Let us now go into the important details of how you can decide if you want a fixed interest
rate loan or a variable interest rate loan. Without going into the specifics of economics you should apply for a variable interest rate loan when
the current interest rates environment is low. This means that you will get to enjoy the current low rates and have a minimal chance of the
interest rates getting to a dangerous point. Conversely, if the interest rate environment is currently high then it will make more sense for you
to go for the fixed interest route. It should be noted that most loans have their interest rates calculated early on the life cycle. This means
for a loan that takes 20 years to pay off the bulk of the interest rates are calculated in the first 3 years, not many people know that. This is
to ensure that the bank gets a healthy profit even if the borrower tries to pay off the loan early. Because of this arrangement it also makes
sense that you should pick current environment with the lowest interest so you can make use of that.
It’s needless to say that shopping around for lenders before getting your loan is a very smart
thing to do. The problem is that once a borrower settles for a lender they seem to think that it is a breach of contract to change lenders.

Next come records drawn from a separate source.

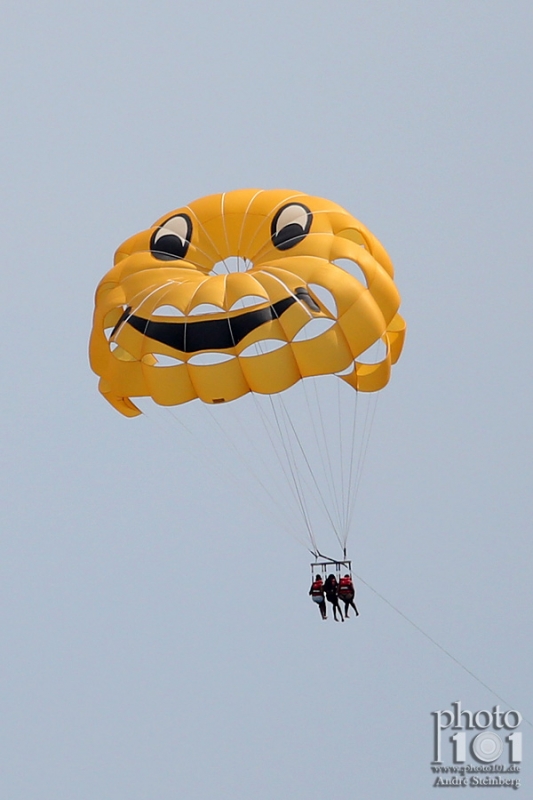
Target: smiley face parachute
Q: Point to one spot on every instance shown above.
(247, 294)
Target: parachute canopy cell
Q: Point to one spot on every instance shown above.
(244, 292)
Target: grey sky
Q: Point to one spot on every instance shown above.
(123, 676)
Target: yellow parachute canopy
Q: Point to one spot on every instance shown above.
(226, 296)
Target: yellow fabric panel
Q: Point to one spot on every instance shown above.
(362, 324)
(169, 386)
(241, 284)
(329, 353)
(218, 382)
(396, 336)
(212, 290)
(291, 240)
(271, 373)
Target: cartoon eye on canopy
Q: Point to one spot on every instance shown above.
(170, 326)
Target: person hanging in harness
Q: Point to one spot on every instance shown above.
(347, 595)
(331, 588)
(317, 595)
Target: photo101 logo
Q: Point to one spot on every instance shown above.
(476, 748)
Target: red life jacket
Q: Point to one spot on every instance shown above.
(346, 586)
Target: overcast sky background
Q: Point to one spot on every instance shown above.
(157, 638)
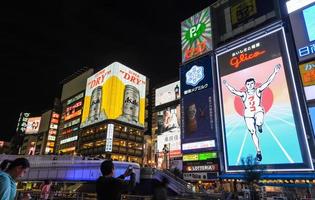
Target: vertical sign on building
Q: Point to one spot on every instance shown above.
(53, 127)
(260, 111)
(197, 112)
(196, 35)
(22, 122)
(109, 138)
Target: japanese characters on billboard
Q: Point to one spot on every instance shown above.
(303, 26)
(116, 92)
(32, 125)
(260, 113)
(231, 18)
(307, 71)
(197, 112)
(167, 93)
(196, 35)
(22, 122)
(169, 131)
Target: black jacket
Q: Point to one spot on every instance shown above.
(110, 188)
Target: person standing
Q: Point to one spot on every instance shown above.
(8, 178)
(110, 188)
(45, 190)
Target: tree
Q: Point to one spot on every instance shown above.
(252, 173)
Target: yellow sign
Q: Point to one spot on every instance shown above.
(116, 92)
(307, 72)
(190, 157)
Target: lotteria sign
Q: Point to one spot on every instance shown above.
(261, 115)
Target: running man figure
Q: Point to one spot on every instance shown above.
(253, 110)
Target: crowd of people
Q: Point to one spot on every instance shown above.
(107, 186)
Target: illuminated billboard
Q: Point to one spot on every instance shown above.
(168, 130)
(260, 113)
(32, 125)
(196, 35)
(167, 93)
(116, 92)
(197, 112)
(303, 26)
(311, 110)
(232, 18)
(307, 71)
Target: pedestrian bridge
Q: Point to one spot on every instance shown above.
(68, 168)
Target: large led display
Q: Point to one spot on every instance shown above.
(116, 92)
(260, 113)
(307, 71)
(169, 131)
(312, 116)
(303, 26)
(167, 93)
(231, 18)
(197, 112)
(196, 35)
(32, 125)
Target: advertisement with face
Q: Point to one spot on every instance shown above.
(303, 26)
(197, 112)
(169, 131)
(116, 92)
(32, 125)
(261, 116)
(196, 35)
(167, 93)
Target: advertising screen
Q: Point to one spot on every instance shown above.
(196, 35)
(312, 116)
(168, 130)
(231, 18)
(167, 93)
(303, 26)
(307, 71)
(116, 92)
(260, 113)
(197, 112)
(32, 125)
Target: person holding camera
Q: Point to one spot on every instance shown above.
(110, 188)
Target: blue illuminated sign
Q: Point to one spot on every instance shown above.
(309, 18)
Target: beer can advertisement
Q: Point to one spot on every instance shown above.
(167, 93)
(307, 71)
(261, 115)
(196, 35)
(169, 131)
(197, 112)
(117, 93)
(32, 125)
(303, 26)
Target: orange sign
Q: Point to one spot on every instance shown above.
(236, 61)
(307, 72)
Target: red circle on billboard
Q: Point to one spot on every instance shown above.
(266, 100)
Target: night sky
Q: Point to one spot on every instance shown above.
(44, 42)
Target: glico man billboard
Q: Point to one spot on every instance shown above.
(303, 27)
(116, 92)
(197, 112)
(260, 112)
(196, 35)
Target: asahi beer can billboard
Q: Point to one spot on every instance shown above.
(116, 92)
(260, 110)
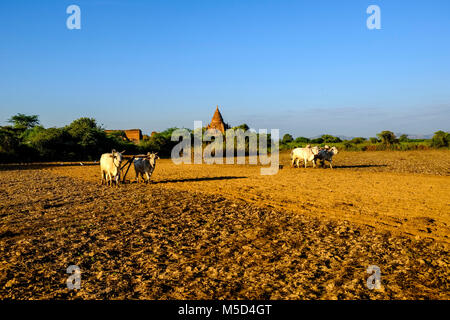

Remember that the shopping around should never stop even after you have a loan. There really is no point in being faithful to your lender are
when you become insolvent they wouldn’t think twice about coming after you with their hatchets. Always look for refinancing opportunities but
keep in mind the cost of it and how much the whole exercise will cost you. Only if the rates are sufficiently lowered can you opt to refinance
your loan.
When trying to decide which product to use you have to ask yourself some serious questions
about the reason for the loan. The two products although being rather similar in how they are secured using your home equity should be used quite
differently. A second mortgage loan should be used if you need to buy something big in one shot. A HELOC arrangement should be used when you need
money to be available but not necessarily use it all at once.